A “Bottle Tree” workshop was led by artist Homer Jackson. Inspired by the African American tradition of Bottle Trees, which are homemade/handmade sculptures using living and dead trees covered with colorful bottles to protect one’s home from evil, participants wrote messages and placed them in the bottles which were incorporated into the mural. Grays Ferry is a community with a turbulent history and this project was viewed as a community catharsis. The 700 ft. tree spans two walls and is composed of stained glass and bits of colored mirror. It took over 4.5 months to cut and assemble. Ninety glass bottles with enclosed notes are embedded into the tree. The colored mirror symbolizes the neighborhood as it is today, without having to paint it.

Participants also had a workshop with writer, Joseph Blake and were asked to think and write about the meaning of community and what shared memories exist amongst a community and family.
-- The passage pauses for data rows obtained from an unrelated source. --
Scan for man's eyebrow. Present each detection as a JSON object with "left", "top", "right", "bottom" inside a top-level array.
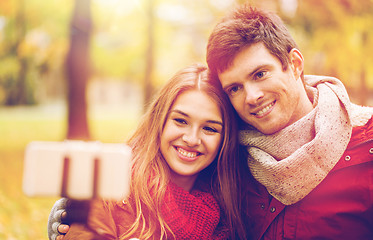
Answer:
[{"left": 219, "top": 64, "right": 270, "bottom": 92}]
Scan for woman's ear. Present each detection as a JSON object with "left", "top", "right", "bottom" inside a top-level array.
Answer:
[{"left": 289, "top": 48, "right": 304, "bottom": 79}]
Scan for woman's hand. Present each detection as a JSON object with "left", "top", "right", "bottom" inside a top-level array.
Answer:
[{"left": 48, "top": 198, "right": 70, "bottom": 240}]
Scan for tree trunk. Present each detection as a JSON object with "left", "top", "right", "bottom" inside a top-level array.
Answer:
[
  {"left": 144, "top": 0, "right": 154, "bottom": 110},
  {"left": 66, "top": 0, "right": 92, "bottom": 140}
]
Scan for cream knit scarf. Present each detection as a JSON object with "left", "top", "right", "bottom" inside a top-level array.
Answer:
[{"left": 240, "top": 76, "right": 373, "bottom": 205}]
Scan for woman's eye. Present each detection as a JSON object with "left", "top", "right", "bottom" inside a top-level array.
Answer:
[
  {"left": 173, "top": 118, "right": 187, "bottom": 124},
  {"left": 228, "top": 86, "right": 240, "bottom": 95},
  {"left": 203, "top": 127, "right": 218, "bottom": 133},
  {"left": 255, "top": 71, "right": 266, "bottom": 79}
]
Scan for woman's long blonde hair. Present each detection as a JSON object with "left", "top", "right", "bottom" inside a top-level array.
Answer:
[{"left": 117, "top": 64, "right": 240, "bottom": 239}]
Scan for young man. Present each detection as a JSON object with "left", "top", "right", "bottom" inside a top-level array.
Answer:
[{"left": 207, "top": 5, "right": 373, "bottom": 239}]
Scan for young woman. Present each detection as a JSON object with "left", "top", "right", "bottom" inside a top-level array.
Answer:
[{"left": 48, "top": 64, "right": 244, "bottom": 240}]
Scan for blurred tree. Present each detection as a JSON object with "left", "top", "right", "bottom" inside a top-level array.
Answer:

Community paint days were organized so that the children and the adults could help paint the mural (paint-by-number). Children and teens from St. Gabe’s School/ Hall, Vision Quest, Graterford inmates, and community members wrote the notes that were preserved in the bottles The spaces between the leaves illustrates stories or poignant ideas from their writings to be read by passers-by. Other writings appear throughout the mural, filling it with discoverable voices to be ‘read.’